The number one city on Walk Score's list is no big shocker: New York City. But some of the other cities in the top 10 are more surprising — would you have guessed Miami, Florida to be an especially walkable place? Below is the full list, along with each city's walk score rating. 

1. New York (Walk Score: 87.6)
2. San Francisco (Walk Score: 83.9)
3. Boston (Walk Score: 79.5)
4. Philadelphia (Walk Score: 76.5)
5. Miami (Walk Score: 75.6)
6. Chicago (Walk Score: 74.8)
7. Washington, D.C. (Walk Score: 74.1)
8. Seattle (Walk Score: 70.8)
9. Oakland (Walk Score: 68.5)
10. Baltimore (Walk Score: 66.2) 

On Walk Score's website, you can also find lists of the most walkable neighborhoods within each of these cities.

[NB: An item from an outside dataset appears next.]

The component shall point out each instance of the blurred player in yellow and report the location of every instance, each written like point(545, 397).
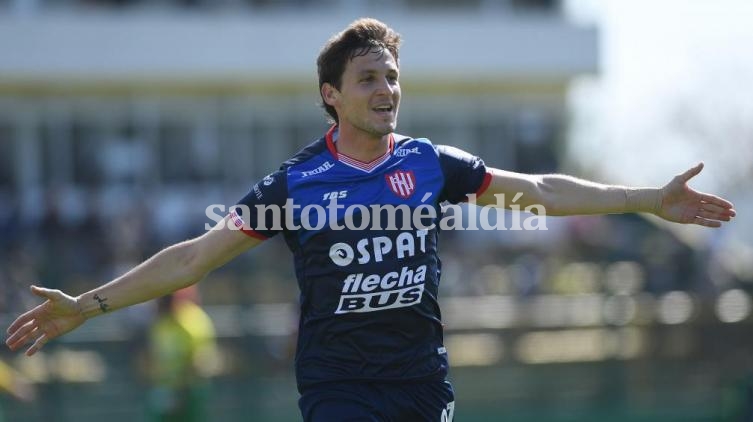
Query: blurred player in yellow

For NYC, top hoods include Chinatown, Little Italy, SoHo and Greenwich Village. In San Francisco, Chinatown, Downtown and the Financial District top the list. 

Research has shown that living in walkable neighborhoods and places with good public transit makes citizens happier and healthier. The average resident of a highly walkable neighborhood weighs eight pounds less than someone who lives among sprawl. “For decades, Americans have tended to drive more every year, but that’s changing," Walk Score CEO Josh Herst said. 

This holds especially true for Millennials, according to Walk Score. When deciding where to live, 70 percent said walkability was an important or even vital factor. One third said they would pay higher rents in order to live in a place where it's possible to walk to work, shops, and restaurants (one would also assume bars, too). There's also been a large drop in the percentage of 16- to 39-year-olds getting their driver's licenses.